If there are multiple breakaway regions that happen at different times between now and the resolution time, it would be enough for a single regions to do so to resolve to "YES"
I don't have control about how the profit is split. Not sure what you want from me with this question.
If none of these countries have events that count towards resolution, it each will have a "NO".
I have little control about how this will play out in the next 25 years, but if you have suggestions I'm happy to hear them.
@FlorinSays Wait yeah I and unspecifiedperson might've made a mistake, there is an other option but it doesn't have the little disclaimer about new options splitting from it, so this must be an unlinked market
@FlorinSays In a dependent market, there is no option to resolve all outcomes as "No", nor is there an option to resolve multiple outcomes as fully "Yes". If there are breakaway regions from, say, both Russia and China, there will be no way to resolve both as "Yes". At best, you could resolve each as 50%. I would like clarification as to how you intend to resolve the market if there are breakaways from zero or multiple countries/regions.
@TheAllMemeingEye You can see the market type by clicking "See info" in the dropdown menu at the top-right, and this one is a dependent (linked) market, just one without the setting for allowing additional answers to be created, and the "Other" option here is just an ordinary option labeled "Other".
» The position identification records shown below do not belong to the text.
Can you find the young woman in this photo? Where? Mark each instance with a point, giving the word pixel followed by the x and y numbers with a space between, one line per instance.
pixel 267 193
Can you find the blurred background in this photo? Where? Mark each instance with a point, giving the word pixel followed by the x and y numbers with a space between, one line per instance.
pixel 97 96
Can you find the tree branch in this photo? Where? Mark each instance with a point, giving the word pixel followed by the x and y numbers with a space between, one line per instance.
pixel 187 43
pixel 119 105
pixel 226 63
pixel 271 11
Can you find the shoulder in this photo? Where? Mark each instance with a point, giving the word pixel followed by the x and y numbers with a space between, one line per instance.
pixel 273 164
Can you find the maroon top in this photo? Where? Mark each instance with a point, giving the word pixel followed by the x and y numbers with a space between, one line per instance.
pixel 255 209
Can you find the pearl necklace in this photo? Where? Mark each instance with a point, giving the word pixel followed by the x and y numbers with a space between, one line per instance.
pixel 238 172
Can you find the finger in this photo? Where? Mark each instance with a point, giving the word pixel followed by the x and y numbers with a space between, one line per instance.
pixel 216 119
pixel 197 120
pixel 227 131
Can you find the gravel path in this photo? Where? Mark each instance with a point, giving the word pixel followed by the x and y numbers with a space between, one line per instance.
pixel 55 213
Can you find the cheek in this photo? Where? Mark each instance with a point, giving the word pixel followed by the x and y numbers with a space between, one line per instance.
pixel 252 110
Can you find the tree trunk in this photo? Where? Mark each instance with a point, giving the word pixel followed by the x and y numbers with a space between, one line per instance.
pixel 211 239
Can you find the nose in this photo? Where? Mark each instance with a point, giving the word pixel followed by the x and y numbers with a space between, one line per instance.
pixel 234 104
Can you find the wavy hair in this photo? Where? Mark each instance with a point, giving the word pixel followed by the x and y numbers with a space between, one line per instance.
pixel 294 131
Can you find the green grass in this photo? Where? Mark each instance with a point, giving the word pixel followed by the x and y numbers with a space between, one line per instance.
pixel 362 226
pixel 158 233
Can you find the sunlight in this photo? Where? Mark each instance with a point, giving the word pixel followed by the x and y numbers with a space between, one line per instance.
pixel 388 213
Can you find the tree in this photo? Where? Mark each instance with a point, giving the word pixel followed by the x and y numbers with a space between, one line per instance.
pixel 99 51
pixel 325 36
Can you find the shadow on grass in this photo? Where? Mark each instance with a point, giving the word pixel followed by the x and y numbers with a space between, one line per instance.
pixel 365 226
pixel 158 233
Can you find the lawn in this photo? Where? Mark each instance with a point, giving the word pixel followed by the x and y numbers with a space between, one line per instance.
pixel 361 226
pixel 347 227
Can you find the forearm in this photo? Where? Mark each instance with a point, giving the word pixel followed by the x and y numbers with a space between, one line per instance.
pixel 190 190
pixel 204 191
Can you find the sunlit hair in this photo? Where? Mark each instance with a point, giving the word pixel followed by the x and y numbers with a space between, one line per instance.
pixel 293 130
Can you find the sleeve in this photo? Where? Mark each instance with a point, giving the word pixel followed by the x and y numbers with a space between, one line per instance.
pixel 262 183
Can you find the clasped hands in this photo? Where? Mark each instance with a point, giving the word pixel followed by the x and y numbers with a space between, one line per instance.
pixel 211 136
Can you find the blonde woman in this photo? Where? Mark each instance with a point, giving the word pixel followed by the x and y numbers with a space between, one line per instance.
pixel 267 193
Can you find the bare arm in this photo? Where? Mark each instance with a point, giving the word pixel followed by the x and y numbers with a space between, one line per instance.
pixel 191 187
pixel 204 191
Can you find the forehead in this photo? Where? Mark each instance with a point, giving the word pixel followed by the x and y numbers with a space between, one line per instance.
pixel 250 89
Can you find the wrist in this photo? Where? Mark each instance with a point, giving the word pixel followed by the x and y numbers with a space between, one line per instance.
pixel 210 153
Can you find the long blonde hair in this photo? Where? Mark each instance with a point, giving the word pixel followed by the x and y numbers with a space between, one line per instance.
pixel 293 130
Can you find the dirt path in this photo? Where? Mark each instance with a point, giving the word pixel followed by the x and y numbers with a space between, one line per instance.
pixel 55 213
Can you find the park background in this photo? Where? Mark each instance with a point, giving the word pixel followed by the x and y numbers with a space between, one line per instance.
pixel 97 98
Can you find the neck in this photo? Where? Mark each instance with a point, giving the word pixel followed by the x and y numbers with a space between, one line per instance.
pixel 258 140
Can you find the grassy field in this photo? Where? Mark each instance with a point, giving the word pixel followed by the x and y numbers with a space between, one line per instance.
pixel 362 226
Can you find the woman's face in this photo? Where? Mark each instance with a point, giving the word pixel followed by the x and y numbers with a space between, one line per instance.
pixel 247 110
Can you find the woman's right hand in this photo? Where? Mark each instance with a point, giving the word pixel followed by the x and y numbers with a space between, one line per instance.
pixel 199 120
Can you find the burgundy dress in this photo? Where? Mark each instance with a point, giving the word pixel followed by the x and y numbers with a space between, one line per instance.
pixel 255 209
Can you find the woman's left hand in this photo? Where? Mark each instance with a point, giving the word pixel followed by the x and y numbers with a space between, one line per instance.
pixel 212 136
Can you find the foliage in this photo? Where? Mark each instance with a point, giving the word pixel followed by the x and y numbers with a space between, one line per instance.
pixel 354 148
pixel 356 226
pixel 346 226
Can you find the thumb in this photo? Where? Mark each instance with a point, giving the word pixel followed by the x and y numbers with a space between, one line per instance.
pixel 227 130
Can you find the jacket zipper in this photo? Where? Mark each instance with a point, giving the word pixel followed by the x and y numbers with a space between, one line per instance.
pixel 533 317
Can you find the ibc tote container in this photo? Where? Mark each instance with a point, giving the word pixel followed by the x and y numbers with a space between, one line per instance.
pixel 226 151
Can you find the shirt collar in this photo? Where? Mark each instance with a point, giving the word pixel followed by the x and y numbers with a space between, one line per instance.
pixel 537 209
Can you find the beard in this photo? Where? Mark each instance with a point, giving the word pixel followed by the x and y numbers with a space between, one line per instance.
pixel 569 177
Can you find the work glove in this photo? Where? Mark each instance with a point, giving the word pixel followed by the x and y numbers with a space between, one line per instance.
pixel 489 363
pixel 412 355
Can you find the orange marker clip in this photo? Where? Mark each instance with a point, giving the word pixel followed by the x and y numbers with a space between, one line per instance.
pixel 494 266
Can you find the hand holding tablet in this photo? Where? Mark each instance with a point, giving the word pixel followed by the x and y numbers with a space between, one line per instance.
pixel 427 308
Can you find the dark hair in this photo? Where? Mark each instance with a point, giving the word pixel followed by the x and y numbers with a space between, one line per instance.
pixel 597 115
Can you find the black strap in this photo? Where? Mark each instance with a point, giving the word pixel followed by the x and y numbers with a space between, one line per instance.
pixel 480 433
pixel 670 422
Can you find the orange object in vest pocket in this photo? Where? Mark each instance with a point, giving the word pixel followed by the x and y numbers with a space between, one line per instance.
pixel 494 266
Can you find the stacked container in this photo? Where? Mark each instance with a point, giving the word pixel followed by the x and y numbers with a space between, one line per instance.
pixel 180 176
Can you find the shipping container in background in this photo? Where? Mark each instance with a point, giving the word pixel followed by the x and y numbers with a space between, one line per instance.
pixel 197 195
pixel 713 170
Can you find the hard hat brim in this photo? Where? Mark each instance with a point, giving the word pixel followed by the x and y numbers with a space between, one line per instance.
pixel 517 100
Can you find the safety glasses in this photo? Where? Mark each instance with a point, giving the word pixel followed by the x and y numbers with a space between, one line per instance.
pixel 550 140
@UnspecifiedPerson Ah thanks, maybe this should be n/a'd then, or switched to asking which will happen first
@TheAllMemeingEye TBH I'm inclined not to do anything after giving this some brain cycles.
My only problem is that it seems like I cannot split the "Other" category, but that will be fine because my intention was to track the most relevant ones.
I'm going to add "Which of these counties" to the title to improve this market.
@FlorinSays isn't the market still linked though? So if multiple countries have successful independence movements, which happens:
Equal probability split
Only first one resolves yes
Market resolves n/a
Somehow you can convert the market to an unlinked one and resolve all applicable yes
@JoshuaWilkes based on the market resolution rules Taiwan will not count, because it already fits the rules when this question was created.
Like it or not, Taiwan behaves as an independent country, the full recognition of independence is just geopolitics at this point. Or the opposite is also very possible, but not part of this market.